【レポート】
この数年、一般的な事業会社が金融の分野に参入しようとする動きが加速している。これらの新顔は、従来の伝統的金融業にはなかった発想、視点で、また、進化を続けるITや通信技術を駆使して、金融サービスを、ごく普通の生活者の身近なところに溶け込ませようとしている。このような潮流が勢いを増し、新たな金融再編の時代に入ろうといているという。野村総合研究所(NRI)が、金融界の地殻変動について分析、報告した。
これまで、低金利の銀行に預けるよりはまし、と考える層が、家庭内などに現金を貯蔵する、いわゆる「タンス預金」は総額20兆円に達している。また、相続される資産額は年間80兆円、そのうち24兆円は金融資産だ。さらに、2007年以降、戦後のベビーブームで、非常に出生数の多かった数年(1949年は約270万人、対して2004年は111万人)に生まれた「団塊の世代」が定年を迎え、その退職金は年間14兆円に上る。国内経済のデフレ状況が終焉、「タンス預金」が目を覚ますのをはじめ、これらが金融市場へと向かい、NRIでは、向こう4年間で170兆円の金融資産が動くとみる。
従来、金融業界では、銀行、証券、保険、ノンバンクの各事業者が縦割りで金融商品を販売してきたわけだが、金融制度改革により、金融代理店制度が整い、一般事業会社が幅広く、金融に参入することが可能になった。大規模な金融資産の変動を控え、「一般の生活者サイドの企業が金融商品を取り扱いやすくなった」(NRI 三浦智康 金融コンサルティング部長)。このような状況のなか、NTTドコモ、楽天、ヤフーなどの情報通信系、日本航空、JR東日本などの運輸系、トヨタグループ、ソニーグループなど製造業系、セブン&アイ・ホールディングスなど流通系、東京電力、東京ガス、大阪ガスなどエネルギー系といったように、多様な業種の企業が、金融に参入、あるいはそれを目指している。

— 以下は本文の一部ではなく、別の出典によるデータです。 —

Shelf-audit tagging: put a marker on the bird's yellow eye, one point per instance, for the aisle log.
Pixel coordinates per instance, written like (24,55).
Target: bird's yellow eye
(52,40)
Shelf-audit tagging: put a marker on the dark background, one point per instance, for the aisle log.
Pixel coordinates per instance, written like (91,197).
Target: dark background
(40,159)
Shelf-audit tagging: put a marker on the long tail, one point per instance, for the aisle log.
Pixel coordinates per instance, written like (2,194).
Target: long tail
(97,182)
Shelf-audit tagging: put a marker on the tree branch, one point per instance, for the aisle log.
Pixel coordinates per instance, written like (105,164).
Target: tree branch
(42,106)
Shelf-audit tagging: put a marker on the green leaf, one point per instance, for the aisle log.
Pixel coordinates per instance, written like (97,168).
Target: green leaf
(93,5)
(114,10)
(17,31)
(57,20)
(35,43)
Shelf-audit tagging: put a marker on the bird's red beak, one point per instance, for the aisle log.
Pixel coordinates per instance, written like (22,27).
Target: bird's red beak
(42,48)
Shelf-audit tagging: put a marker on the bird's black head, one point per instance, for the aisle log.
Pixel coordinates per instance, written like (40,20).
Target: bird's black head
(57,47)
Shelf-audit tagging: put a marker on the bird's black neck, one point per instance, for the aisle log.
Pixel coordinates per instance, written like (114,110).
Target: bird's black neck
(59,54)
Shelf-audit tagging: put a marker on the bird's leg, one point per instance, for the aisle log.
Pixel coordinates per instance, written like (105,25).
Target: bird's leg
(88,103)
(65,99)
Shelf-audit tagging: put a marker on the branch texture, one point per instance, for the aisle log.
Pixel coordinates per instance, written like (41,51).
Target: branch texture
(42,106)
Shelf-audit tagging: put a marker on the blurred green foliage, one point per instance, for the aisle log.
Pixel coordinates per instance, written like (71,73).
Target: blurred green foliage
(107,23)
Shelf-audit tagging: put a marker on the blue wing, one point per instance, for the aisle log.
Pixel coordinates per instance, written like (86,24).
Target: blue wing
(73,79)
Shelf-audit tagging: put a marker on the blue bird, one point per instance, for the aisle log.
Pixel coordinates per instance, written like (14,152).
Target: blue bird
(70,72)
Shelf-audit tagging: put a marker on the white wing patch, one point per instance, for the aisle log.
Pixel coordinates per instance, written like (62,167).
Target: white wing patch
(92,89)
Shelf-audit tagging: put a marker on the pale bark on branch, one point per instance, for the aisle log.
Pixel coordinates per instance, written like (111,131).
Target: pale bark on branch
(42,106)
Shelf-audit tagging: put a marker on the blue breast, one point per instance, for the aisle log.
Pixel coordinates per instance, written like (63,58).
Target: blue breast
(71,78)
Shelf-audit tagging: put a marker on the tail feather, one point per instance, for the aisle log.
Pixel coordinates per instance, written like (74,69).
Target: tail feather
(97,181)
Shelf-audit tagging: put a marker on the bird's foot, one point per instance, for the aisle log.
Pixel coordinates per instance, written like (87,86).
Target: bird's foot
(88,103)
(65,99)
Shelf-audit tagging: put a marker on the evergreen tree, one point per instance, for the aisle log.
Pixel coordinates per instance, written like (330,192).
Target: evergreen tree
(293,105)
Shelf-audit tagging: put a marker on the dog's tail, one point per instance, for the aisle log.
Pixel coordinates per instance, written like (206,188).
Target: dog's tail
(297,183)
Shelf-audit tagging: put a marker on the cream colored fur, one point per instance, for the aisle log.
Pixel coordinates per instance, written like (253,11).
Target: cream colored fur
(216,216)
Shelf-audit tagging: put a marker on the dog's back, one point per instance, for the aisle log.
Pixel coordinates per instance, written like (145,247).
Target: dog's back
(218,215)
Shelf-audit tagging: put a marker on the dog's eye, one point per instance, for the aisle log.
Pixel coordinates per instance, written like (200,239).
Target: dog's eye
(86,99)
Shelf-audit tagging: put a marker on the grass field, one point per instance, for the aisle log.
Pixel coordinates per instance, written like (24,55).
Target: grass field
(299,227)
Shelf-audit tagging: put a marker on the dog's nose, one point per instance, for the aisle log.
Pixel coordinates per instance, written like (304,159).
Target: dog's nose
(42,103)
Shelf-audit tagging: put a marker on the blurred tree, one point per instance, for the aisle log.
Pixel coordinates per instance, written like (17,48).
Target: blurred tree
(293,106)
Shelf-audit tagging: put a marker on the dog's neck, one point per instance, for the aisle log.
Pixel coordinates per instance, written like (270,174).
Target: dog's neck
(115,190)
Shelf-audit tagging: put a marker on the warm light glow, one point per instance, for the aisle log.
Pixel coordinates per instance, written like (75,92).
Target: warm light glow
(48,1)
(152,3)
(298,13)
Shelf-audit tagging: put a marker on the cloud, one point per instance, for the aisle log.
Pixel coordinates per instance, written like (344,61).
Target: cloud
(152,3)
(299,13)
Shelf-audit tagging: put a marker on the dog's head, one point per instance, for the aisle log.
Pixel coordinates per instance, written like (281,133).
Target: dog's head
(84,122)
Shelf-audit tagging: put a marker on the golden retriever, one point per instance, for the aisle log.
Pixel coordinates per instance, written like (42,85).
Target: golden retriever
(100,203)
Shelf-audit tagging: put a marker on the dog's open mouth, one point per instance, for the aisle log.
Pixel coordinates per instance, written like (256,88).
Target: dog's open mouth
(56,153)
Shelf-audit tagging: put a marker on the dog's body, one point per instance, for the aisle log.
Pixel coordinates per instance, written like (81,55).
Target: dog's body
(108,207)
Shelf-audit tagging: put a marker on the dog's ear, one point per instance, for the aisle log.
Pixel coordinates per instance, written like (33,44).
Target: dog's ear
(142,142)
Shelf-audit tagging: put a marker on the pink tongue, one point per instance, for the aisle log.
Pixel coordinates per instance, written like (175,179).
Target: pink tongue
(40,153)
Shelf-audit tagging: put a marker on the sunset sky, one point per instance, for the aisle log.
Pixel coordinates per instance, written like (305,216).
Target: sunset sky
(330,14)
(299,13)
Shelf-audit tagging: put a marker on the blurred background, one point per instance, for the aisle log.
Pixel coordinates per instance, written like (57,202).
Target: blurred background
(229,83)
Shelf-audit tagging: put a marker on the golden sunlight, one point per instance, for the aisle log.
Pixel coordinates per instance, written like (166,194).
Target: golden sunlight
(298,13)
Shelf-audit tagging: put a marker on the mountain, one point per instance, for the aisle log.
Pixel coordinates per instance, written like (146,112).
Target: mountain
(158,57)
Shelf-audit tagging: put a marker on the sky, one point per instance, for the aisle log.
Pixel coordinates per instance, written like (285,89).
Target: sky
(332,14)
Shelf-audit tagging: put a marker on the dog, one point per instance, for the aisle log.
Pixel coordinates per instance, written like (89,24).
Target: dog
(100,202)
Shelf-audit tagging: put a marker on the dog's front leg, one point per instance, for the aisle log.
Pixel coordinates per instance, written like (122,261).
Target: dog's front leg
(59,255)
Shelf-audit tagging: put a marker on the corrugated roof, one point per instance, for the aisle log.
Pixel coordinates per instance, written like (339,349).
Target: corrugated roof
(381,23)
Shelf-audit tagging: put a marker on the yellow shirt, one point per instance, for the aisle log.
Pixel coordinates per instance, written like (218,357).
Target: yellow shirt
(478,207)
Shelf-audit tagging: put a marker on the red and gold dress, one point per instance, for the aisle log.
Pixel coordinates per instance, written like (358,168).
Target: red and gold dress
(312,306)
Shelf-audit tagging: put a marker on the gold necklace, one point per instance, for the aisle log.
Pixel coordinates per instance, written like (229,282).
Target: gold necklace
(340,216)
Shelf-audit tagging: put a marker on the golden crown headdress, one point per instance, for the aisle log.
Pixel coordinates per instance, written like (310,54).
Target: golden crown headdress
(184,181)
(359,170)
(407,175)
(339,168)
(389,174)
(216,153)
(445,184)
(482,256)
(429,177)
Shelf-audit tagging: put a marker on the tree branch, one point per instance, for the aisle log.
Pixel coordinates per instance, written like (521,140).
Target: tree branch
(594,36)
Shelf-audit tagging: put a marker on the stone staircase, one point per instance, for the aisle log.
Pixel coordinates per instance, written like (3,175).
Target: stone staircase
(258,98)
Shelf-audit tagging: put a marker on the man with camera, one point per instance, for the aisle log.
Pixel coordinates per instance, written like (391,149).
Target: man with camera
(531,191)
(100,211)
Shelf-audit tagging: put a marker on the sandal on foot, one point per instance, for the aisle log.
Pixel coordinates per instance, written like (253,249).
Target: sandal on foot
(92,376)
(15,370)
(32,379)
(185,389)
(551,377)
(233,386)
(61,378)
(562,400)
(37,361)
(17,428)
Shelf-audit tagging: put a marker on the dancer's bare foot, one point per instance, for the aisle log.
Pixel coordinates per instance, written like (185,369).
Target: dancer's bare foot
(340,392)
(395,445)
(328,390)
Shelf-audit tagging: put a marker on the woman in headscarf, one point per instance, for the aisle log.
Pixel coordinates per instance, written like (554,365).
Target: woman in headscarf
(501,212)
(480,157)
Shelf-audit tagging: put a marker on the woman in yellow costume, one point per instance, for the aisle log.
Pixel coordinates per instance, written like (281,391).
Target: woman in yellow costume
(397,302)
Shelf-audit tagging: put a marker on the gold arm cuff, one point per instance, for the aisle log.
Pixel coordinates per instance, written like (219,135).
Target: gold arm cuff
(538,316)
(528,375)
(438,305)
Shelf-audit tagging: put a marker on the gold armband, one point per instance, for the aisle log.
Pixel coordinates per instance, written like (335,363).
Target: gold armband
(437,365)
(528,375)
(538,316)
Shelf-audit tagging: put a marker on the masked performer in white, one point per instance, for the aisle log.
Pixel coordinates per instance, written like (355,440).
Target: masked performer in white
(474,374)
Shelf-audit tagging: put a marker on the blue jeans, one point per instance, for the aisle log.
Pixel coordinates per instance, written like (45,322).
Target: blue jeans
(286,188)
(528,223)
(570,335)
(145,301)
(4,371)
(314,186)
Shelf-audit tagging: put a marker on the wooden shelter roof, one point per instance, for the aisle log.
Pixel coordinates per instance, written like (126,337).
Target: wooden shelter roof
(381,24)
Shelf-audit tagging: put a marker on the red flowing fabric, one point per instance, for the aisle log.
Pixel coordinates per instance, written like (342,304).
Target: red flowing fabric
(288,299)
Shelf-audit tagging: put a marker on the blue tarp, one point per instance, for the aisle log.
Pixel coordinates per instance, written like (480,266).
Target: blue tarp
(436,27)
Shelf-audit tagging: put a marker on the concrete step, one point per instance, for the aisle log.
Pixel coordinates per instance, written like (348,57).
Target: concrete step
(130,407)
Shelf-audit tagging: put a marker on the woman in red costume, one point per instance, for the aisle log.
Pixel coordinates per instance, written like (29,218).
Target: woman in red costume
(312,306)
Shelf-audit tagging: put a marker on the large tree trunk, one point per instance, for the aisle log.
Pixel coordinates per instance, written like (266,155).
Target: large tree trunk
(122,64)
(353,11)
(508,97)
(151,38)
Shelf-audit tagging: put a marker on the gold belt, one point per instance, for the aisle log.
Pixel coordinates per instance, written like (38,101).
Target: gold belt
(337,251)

異業種からの新規参入の流れにあいまって、技術革新がもたらす、金融インフラの広がりも重要な因子となっている。まず、電子マネーの普及が進んできた。ビットワレットのEdyは発行枚数が約1,790万枚、JR東日本のSuicaは約1,224万枚(電子マネー機能付の枚数)、2007年春にセブン&アイ・ホールディングスが投入するnanacoは初年度1,000万枚になるという。SuicaはもともとICカード型乗車券なのだが、同種のカードは地方交通事業者も全国各地で展開している。さらに、大規模な需要地域の首都圏では、2007年3月に、主要私鉄、地下鉄などが参加する、鉄道、バスのICカード乗車券で電子マネー機能をもつPASMOが運用を開始する。NRIでは、SuicaとPASMOが牽引車となり、2008年には電子マネーの発行枚数が7,000万枚になると予測している。